Published on Monday, August 16, 2004 by the International Herald Tribune
Why are American Troops in Najaf?
by Richard Reeves
 

Senator John Kerry has not been successful so far in articulating answers to questions about whether and how the United States should go to war. But he will be guided by this draft of military application policy:

"The United States should not commit its forces to military action overseas unless the cause is vital to our national interest. If the decision is made to commit its forces to combat abroad, it must be done with clear intent and support to win. There must be clearly defined and realistic objectives. There must be reasonable assurance that the cause we are fighting for will have the support of the American people and Congress. ... Our troops should be committed to combat abroad only as a last resort, when no other choice is available."

The author of those words, slightly paraphrased here, is not working in the Kerry campaign. Those are the words of President Ronald Reagan, condensing the thoughts of his Secretary of Defense, Caspar Weinberger, whose original version, part of a speech he made in late 1984, included the phrase "or of our allies" after "vital national interest."

So what are we Americans doing in Najaf? Is killing the followers of a nasty Shiite preacher, killing them at the gates of the most holy shrine of Shiite Muslims all over the world, vital to the national interests of the United States and its allies?

And why is it that we are killing Shiites, the wretched of the earth in the secular Sunni Muslim country of Saddam Hussein? That is the same Saddam who murdered the father of the preacher five years ago. Was that our clear intent and realistic objective in invading Iraq? Would the American people and Congress - and our allies - have supported a $200 billion war to get a preacher, Moktada al-Sadr?

And was invasion our last resort? Even the war-maker himself, President George W. Bush, never claimed that. In the beginning, he said, it was the last resort because the United Nations had pushed hard enough to find weapons of mass destruction in Iraq. When there were no such weapons, he said Saddam was a very bad guy. That was true - and it was true 20 years ago when we were supplying him with weapons to use against Iran. But was he a great enough threat to go to war ourselves? Was killing Iraqis after the war our last resort?

"I know what I'm doing when it comes to winning this war," said Bush last Wednesday. That's good to hear. What exactly are you doing in Najaf? Killing bad guys, I guess. If that is the criteria for putting the Marines around the shrine of the Imam Ali, then we will be at war forever, everywhere.

Reagan, no "girly-man" he, began thinking hard and differently about sending young men and women into harm's way after 241 U.S. Marines on a peace-keeping mission to Lebanon were killed by a truck-bomber who crashed into their barracks near the Beirut airport in October of 1983. Seven years later in his autobiography he wrote:

"Perhaps we didn't appreciate fully enough the depth of the hatred and complexity of the problems that made the Middle East such a jungle. Perhaps the idea of a suicide car bomber committing mass murder to gain instant entry to Paradise was so foreign to our own values and consciousness that it did not create in us the concern for the Marines' safety that it should have."
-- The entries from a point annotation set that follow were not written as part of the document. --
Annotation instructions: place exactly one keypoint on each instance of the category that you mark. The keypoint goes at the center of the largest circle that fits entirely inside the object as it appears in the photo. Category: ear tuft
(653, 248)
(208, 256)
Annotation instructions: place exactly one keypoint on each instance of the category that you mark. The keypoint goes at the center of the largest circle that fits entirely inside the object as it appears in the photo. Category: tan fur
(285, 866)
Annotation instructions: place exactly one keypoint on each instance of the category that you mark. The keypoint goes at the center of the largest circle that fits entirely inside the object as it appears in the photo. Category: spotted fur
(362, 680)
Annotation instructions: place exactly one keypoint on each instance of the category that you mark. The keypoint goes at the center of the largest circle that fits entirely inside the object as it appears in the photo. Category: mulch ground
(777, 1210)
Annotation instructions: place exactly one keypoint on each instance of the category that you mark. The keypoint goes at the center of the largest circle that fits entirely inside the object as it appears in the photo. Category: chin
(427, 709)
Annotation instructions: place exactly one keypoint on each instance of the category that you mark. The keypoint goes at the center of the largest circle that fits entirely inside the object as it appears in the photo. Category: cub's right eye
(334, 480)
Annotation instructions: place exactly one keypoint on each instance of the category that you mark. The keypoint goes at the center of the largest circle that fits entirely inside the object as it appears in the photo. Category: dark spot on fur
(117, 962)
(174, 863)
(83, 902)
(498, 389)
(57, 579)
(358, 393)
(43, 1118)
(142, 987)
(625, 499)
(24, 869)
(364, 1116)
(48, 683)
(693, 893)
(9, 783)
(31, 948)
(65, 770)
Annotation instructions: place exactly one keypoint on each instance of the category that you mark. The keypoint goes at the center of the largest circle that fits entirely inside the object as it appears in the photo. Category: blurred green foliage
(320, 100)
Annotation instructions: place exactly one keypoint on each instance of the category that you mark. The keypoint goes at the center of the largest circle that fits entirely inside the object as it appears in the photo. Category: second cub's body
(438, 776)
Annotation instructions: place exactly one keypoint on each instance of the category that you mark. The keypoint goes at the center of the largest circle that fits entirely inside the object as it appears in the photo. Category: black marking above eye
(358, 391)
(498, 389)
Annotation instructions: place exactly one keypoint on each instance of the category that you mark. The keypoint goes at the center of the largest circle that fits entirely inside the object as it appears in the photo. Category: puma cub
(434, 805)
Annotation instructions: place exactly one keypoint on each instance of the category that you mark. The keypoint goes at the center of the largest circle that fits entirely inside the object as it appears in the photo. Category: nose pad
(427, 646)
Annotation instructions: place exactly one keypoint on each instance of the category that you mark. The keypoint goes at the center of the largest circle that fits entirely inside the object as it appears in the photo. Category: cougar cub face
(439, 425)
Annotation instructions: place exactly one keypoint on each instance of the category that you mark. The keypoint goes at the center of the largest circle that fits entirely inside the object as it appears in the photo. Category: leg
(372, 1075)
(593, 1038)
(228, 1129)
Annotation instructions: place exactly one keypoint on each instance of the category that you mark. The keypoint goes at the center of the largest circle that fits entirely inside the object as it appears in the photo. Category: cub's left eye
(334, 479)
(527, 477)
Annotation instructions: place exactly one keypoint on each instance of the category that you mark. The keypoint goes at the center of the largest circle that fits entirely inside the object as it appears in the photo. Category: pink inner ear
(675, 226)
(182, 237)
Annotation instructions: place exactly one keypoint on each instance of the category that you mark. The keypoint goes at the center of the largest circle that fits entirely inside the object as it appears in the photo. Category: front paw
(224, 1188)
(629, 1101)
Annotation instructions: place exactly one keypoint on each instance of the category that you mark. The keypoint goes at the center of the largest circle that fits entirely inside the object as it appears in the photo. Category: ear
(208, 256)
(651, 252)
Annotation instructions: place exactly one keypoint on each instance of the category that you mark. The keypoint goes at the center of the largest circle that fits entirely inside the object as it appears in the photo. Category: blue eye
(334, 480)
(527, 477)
Reagan pulled the Marines out five months later, saying: "In the weeks immediately after the bombing, I believed the last thing we should do was turn tail and leave. ... Yet, the irrationality of Middle Eastern politics forced us to re-think our policy there."

It was then that Reagan wrote his list of policies regarding use of the military and concluded with this: "I would recommend it to future presidents."